If one of your toes has a bend in the middle joint that causes it to rub against your shoes, you might have hammer toe. This condition is caused by a muscle imbalance in your toe that causes it to curl. When the toe muscles are out of balance, the ligaments in your toe are affected and they can't hold your toe straight like they should. This condition can be painful and make it difficult to wear shoes. Your podiatrist may recommend surgery if more conservative treatments don't help. Here's what you can expect with this type of foot surgery.

Hammer Toe Surgery Is An Outpatient Procedure

You can have this surgery done at an outpatient clinic under local anesthesia. Your toe area is completely numb, so you don't have to worry about discomfort. You may also be given medication to help you stay relaxed during the procedure, but you'll be awake. This allows you to go home as soon as possible after the surgery is complete.

Different Foot Surgeries Can Help Hammer Toe

Your podiatrist has a choice in the type of surgery to do for your hammer toe.
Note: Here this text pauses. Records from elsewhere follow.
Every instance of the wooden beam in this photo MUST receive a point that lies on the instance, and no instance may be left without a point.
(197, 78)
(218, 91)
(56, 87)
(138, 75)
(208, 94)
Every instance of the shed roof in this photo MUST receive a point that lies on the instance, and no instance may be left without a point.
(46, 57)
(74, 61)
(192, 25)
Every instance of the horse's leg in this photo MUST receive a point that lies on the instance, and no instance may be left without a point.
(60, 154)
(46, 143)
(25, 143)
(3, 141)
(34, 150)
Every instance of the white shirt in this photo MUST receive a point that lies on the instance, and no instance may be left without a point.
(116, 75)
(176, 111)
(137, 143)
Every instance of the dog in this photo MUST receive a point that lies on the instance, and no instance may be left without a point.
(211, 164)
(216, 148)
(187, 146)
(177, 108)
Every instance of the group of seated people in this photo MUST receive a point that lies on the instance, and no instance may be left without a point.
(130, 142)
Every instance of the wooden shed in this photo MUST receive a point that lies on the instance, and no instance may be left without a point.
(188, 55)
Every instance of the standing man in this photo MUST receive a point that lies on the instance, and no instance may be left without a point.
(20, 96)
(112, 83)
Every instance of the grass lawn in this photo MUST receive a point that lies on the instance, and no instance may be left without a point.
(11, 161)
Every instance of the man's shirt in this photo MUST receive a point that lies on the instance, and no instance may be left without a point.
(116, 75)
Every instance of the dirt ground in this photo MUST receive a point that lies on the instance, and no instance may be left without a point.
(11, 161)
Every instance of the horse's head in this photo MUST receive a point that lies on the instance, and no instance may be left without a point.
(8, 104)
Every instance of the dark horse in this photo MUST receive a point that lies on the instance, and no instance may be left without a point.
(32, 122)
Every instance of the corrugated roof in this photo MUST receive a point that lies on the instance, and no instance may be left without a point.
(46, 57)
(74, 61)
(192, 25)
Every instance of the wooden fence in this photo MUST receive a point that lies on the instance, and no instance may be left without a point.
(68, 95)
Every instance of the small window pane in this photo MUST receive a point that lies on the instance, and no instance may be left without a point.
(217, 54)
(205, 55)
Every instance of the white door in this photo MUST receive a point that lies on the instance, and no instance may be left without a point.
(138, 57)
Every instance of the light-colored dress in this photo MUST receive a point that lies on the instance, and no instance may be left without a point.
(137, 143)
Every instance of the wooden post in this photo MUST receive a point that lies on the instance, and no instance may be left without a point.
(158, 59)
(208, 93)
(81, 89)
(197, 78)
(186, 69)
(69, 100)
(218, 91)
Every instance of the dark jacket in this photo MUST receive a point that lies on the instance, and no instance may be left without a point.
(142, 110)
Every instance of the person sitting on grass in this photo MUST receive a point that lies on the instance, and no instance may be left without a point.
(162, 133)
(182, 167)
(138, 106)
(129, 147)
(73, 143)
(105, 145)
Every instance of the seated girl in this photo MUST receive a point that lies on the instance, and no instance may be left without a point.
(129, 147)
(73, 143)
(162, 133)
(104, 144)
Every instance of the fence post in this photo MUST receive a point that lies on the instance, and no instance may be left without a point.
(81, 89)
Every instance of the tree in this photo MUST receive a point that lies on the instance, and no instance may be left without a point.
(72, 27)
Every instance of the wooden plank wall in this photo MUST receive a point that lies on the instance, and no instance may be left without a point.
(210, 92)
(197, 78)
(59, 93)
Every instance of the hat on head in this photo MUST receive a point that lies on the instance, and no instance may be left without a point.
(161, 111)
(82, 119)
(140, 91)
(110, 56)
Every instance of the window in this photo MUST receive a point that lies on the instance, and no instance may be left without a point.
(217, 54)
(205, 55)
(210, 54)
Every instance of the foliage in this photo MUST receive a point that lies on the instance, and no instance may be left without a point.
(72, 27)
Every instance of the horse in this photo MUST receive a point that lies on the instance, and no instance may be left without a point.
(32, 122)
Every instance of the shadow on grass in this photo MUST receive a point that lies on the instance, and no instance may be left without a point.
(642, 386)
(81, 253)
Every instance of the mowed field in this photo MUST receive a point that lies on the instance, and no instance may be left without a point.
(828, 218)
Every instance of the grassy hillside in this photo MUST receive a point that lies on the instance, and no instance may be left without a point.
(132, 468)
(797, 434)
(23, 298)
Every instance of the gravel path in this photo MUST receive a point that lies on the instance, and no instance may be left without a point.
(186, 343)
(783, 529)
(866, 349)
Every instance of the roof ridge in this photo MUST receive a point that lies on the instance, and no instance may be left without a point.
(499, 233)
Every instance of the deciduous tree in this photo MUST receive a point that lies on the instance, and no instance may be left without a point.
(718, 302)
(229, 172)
One option is to do a tendon transfer that helps stretch the toe back into a flat position. Tendon release surgery allows the toe to stretch back out when the tendon no longer causes it to curl. Instead of operating on the tendon in the toe, the doctor may operate on the joint instead. This could involve doing a joint resection that removes part of the joint bone. You might need pins in your toe while it heals from this surgery to help hold it straight.

Another type of joint surgery is fusion surgery that requires removing part of the joint so the toe can straighten out. The bones on each side of the joint are held together with pins until they have time to fuse together. After the fusion, your toe should stay straight. All these surgeries have the goal of making your toe straight again and reducing pain.

Recovery Often Takes Several Weeks

Recovery from foot surgery can take several weeks. You won't be able to walk on your foot until your doctor says it's okay. You may need to use crutches or a knee walker so you can get around without bearing weight on your foot. You won't be able to drive or resume many of your usual activities for at least a few weeks. Expect some pain right after the surgery that can be controlled with medication. You'll probably be encouraged to keep your foot elevated as much as possible to reduce swelling and help with pain. You'll have visits with your podiatrist as you heal and you'll be allowed to return to your usual activities gradually based on the speed of your recovery. Factors such as your age, type of surgery, and general health affect how quickly your toe will heal.